BAB I
PENDAHULUAN
1.1
Latar Belakang
Pada dasarnya Indonesia adalah Negara Hukum.
Segala sesuatunya diatur oleh hukum tertulis yaitu Undang Undang dan memiliki
sanksi yang tegas. Namun belakang ini realita yang terjadi di Indonesia, hukum
dijadikan ajang kekuasaan. Dimana hanya orang “berduit” yang bisa mengendalikan
hukum di negeri ini. Hal ini disebabkan rendahnya moral para Petinggi Negara
yang seharusnya bisa menjadi panutan bagi masyarakat.
Oleh karena itu untuk mengetahui apakah
masyarakat Indonesia sudah mendapatkan rasa keadilan yang sama dimata hukum,
kami mengamati beberapa kasus yang terjadi di Indonesia.
1.2
Tujuan
1. Untuk mengetahui apakah masyarakat Indonesia
sudah mendapatkan rasa keadilan yang sama.
2. Untuk mengetahui kedudukan masyarakat di mata
hukum.
3. Mengetahui letak keadilan hukum di Indonesia.
1.3
Rumusan Masalah
1. Sudah adilkah hukum di Indonesia?
2. Apa semua warga bangsa ini sudah sama
kedudukannya dimata hukum?
3. Apakah aparat hukum sudah melakukan tugasnya
dengan sebagaimana mestinya?
4. Masih pantaskah Indonesia disebut Negara
hukum?
5. Lalu, dapatkah hukum bangsa ini kembali ditegakkan?
BAB II
KAJIAN PUSTAKA
Hukum adalah Keseluruhan
kumpulan peraturan-peraturan atau kaidah-kaidah dalam suatu kehidupan bersama,
keseluruhan peraturan tingkah laku yang berlaku dalam suatu kehidupan bersama,
yang dapat dipaksakan pelaksanaannya dengan sanksi.

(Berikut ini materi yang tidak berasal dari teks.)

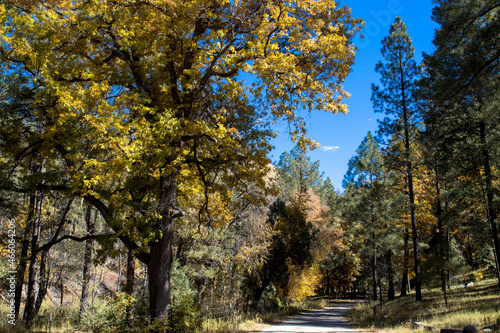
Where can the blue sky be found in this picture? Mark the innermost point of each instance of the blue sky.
(340, 135)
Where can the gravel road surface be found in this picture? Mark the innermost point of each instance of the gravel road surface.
(330, 319)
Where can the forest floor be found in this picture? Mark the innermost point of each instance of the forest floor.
(317, 317)
(329, 319)
(477, 305)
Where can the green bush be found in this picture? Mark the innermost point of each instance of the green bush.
(186, 316)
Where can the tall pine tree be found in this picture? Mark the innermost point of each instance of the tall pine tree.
(463, 74)
(397, 99)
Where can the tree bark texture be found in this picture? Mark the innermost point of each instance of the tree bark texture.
(87, 260)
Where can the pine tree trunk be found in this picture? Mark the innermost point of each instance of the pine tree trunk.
(492, 213)
(411, 194)
(87, 260)
(391, 294)
(160, 261)
(404, 278)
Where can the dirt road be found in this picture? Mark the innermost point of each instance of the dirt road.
(330, 319)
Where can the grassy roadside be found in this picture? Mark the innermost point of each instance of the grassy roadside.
(478, 305)
(255, 322)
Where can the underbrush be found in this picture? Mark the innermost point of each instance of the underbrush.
(478, 305)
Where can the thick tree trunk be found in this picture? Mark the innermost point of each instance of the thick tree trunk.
(492, 212)
(87, 260)
(159, 268)
(129, 285)
(44, 281)
(404, 278)
(411, 195)
(161, 256)
(391, 293)
(29, 310)
(258, 294)
(21, 269)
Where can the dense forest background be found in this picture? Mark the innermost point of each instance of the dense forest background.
(113, 175)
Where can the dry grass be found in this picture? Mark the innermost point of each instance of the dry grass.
(478, 305)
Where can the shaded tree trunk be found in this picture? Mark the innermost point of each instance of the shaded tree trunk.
(87, 260)
(21, 268)
(404, 278)
(130, 283)
(492, 212)
(161, 256)
(29, 310)
(391, 293)
(44, 281)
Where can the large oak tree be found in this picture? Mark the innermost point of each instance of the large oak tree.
(148, 104)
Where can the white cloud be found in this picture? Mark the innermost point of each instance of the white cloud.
(330, 148)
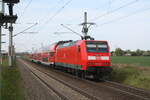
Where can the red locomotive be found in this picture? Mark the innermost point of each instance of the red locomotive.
(88, 57)
(83, 57)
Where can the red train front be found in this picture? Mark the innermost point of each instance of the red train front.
(88, 57)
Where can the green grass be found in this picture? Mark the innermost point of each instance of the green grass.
(132, 76)
(11, 87)
(134, 60)
(134, 71)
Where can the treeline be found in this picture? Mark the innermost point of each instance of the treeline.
(138, 52)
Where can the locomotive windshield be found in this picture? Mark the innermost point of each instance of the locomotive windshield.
(97, 46)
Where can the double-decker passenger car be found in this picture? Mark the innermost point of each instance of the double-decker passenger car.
(85, 57)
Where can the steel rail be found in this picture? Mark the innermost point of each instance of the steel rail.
(84, 93)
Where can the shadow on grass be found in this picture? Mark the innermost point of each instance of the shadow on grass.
(131, 76)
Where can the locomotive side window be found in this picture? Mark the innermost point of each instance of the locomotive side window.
(94, 46)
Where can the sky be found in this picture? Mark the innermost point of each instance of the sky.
(123, 23)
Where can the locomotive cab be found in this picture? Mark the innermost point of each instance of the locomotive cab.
(98, 58)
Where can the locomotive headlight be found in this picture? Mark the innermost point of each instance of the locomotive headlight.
(91, 57)
(104, 57)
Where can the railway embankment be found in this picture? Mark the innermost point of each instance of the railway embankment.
(11, 86)
(131, 75)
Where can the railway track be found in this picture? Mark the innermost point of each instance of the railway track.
(42, 76)
(126, 91)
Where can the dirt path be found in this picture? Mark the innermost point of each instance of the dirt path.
(34, 89)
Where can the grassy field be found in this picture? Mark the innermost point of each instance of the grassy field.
(133, 71)
(134, 60)
(11, 87)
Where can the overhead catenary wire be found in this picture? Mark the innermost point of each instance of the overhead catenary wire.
(114, 10)
(25, 30)
(57, 12)
(26, 7)
(71, 30)
(126, 16)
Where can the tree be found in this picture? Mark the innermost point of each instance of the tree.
(119, 52)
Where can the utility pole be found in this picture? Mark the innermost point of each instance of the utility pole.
(85, 28)
(10, 53)
(0, 45)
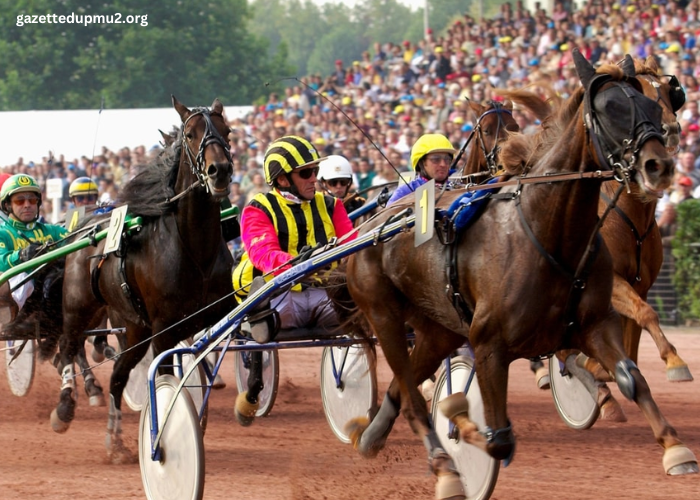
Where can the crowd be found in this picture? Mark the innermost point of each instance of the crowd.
(395, 93)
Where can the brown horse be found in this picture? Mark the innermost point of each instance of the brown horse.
(175, 266)
(531, 281)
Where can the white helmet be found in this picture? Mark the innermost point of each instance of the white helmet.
(334, 167)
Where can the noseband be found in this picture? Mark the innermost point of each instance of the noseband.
(491, 155)
(211, 136)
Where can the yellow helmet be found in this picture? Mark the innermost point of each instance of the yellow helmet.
(430, 143)
(286, 154)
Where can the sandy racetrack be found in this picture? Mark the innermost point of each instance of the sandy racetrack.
(293, 455)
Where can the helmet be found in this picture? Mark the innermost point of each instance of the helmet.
(286, 154)
(334, 167)
(82, 186)
(430, 143)
(18, 183)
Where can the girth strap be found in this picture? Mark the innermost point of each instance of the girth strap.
(640, 239)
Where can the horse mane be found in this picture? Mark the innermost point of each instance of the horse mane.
(148, 192)
(520, 151)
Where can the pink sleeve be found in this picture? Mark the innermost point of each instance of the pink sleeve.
(342, 222)
(261, 242)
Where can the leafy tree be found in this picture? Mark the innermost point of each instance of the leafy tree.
(194, 51)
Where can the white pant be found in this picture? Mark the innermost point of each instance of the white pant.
(305, 309)
(22, 293)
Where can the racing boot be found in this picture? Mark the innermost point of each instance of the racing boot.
(8, 306)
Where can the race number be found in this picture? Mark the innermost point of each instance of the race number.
(116, 226)
(73, 218)
(425, 212)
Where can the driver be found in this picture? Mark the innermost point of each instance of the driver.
(21, 238)
(278, 225)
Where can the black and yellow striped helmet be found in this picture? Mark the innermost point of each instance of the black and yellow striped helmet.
(286, 154)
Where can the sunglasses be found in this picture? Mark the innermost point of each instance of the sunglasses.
(339, 182)
(21, 200)
(436, 159)
(307, 173)
(85, 197)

Fungsi hukum adalah untuk,
(1) menjadi alat ketertiban dan keteraturan masyarakat,
(2) menjadi sarana untuk mewujudkan
keadilan sosial lahir batin,
(3) menjadi alat penggerak pembangunan karena
mempunyai daya mengikat dan memaksa sehingga dapat dipakai sebagai
alat otoritas untuk mengarahkan masyarakat menjadi lebih baik,
(4) menjadi alat kritik, bukan hanya untuk
mengawasi masyarakat namun juga mengawasi
pemerintah, para penegak hukum, dan aparatur pengawasan
itu sendiri.
Aparat
penegak hukum Lemah kuatnya penegakan hukum oleh
aparat akan menentukan persepsi ada tidaknya hukum. Bila penegakan hukum oleh
aparat lemah, masyarakat akan mempersepsikan bahwa hukum dilingkungannya tidak
ada atau seolah berada dalam hutan rimba yang tanpa aturan.
2.1
Realita Hukum di Indonesia
2.1.1 , Nenek
Pencuri Kakao
Banyumas - Nenek
Minah (55) tak pernah menyangka perbuatan isengnya memetik 3 buah kakao di
perkebunan milik PT Rumpun Sari Antan (RSA) akan menjadikannya sebagai
pesakitan di ruang pengadilan. Bahkan untuk perbuatannya itu dia diganjar 1
bulan 15 hari penjara dengan masa percobaan 3 bulan.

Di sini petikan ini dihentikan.